Optimal Sunshade Configurations for Geoengineering Near Sun-Earth L1 Point - ezequiel-garzon
http://journals.plos.org/plosone/article?id=10.1371/journal.pone.0136648
======
eggy
I used to belong to the L5 Society in NYC back in 1985, which was a group of
space enthusiasts. We would meet at the Intrepid Sea, Air and Space museum in
New York City. Scientists, poets, sci-fi geeks, artists, musicians, and even
NASA employees and astronauts. Ideas like this for using the other Lagrange
equilibrium points were always being discussed. The Lagrange points allow for
insertion of objects that while at those equilibrium points, require minimal
energy to maintain that position or orbit.
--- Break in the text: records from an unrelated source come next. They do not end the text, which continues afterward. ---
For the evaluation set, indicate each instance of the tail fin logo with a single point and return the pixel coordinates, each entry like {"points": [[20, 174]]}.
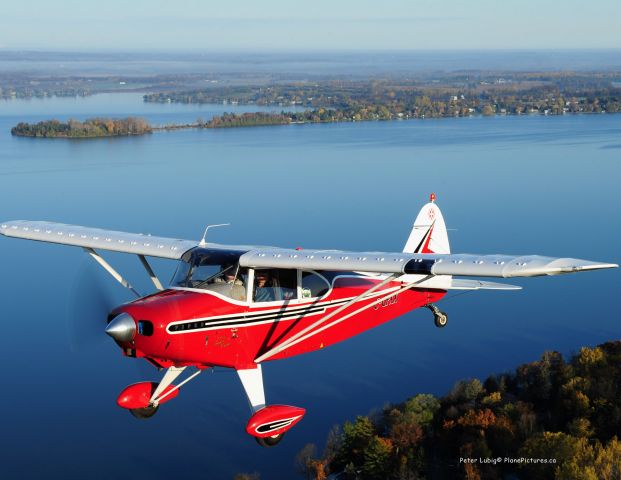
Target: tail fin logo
{"points": [[423, 246]]}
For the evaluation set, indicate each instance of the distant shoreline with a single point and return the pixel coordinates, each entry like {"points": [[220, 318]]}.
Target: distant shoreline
{"points": [[231, 120]]}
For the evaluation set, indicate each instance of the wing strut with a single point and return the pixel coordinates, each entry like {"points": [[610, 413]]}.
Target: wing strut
{"points": [[252, 381], [116, 275], [152, 275], [295, 338]]}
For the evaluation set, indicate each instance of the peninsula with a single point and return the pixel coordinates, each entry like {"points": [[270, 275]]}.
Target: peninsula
{"points": [[91, 128]]}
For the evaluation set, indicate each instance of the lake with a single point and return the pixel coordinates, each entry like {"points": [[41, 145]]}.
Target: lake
{"points": [[525, 185]]}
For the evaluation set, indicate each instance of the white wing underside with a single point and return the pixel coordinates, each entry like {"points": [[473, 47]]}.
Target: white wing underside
{"points": [[97, 238], [429, 264]]}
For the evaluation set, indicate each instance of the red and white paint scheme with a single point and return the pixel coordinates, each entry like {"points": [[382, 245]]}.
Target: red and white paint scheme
{"points": [[239, 306]]}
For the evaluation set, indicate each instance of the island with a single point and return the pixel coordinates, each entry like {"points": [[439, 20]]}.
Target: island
{"points": [[91, 128]]}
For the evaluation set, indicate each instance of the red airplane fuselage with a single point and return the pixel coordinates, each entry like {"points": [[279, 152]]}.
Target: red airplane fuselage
{"points": [[183, 327]]}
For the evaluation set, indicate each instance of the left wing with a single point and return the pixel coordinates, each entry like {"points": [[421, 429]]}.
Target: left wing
{"points": [[503, 266], [96, 238]]}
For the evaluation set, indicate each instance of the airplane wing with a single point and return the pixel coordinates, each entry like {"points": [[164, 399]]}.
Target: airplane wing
{"points": [[96, 238], [504, 266]]}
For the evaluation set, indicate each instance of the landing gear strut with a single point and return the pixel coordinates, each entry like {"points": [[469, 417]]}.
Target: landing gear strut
{"points": [[440, 318], [270, 441], [146, 412]]}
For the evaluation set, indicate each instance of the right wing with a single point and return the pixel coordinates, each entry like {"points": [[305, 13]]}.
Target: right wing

AFAIK, there are 5. L5 was a choice
for a space colony hence the L5 Society. The L5 Society became absorbed along
with the National Space Instititute into the National Space Society. I believe
Carl Sagan was President.

------
clord
The biggest problem I see with this is that we will lose the incentive to dial
down extraction of fossil energy. The non-warming side-effects of oil and
other deposits such as carbonic acid in the oceans would become just as severe
if not moreso.

------
dreamcompiler
Although this would be a major engineering feat, it could be done. It would
stop global warming almost immediately. What it won't do is reduce the CO2 in
the atmosphere, so ocean acidification and the resulting dieoff of aquatic
life would still happen. Perhaps even worse, it would enable the continued
"business as usual" burning of fossil fuels and likely cause CO2 levels to
rise even higher than they would have otherwise.

------
cromwellian
This also makes for a somewhat spooky dystopian science fiction. Society
engineers a gigantic sunshade. Something goes wrong and they lose contact with
the shade unable to adjust it. Leading to crop failures, ecosystem collapse,
and a global ice age. Frantically, the world governments race to launch a
mission to repair or destroy the shade before life on earth is plunged into a
permanent ice age from which a collapsed technological civilization could
never hope to avert.

That is, this thing should have a dead man's switch on it, and if it isn't
renewed every few years, it will self destruct, alter course, stop station
keeping, etc Of course, this is probably an implausible scenario but it would
make for a great TV movie.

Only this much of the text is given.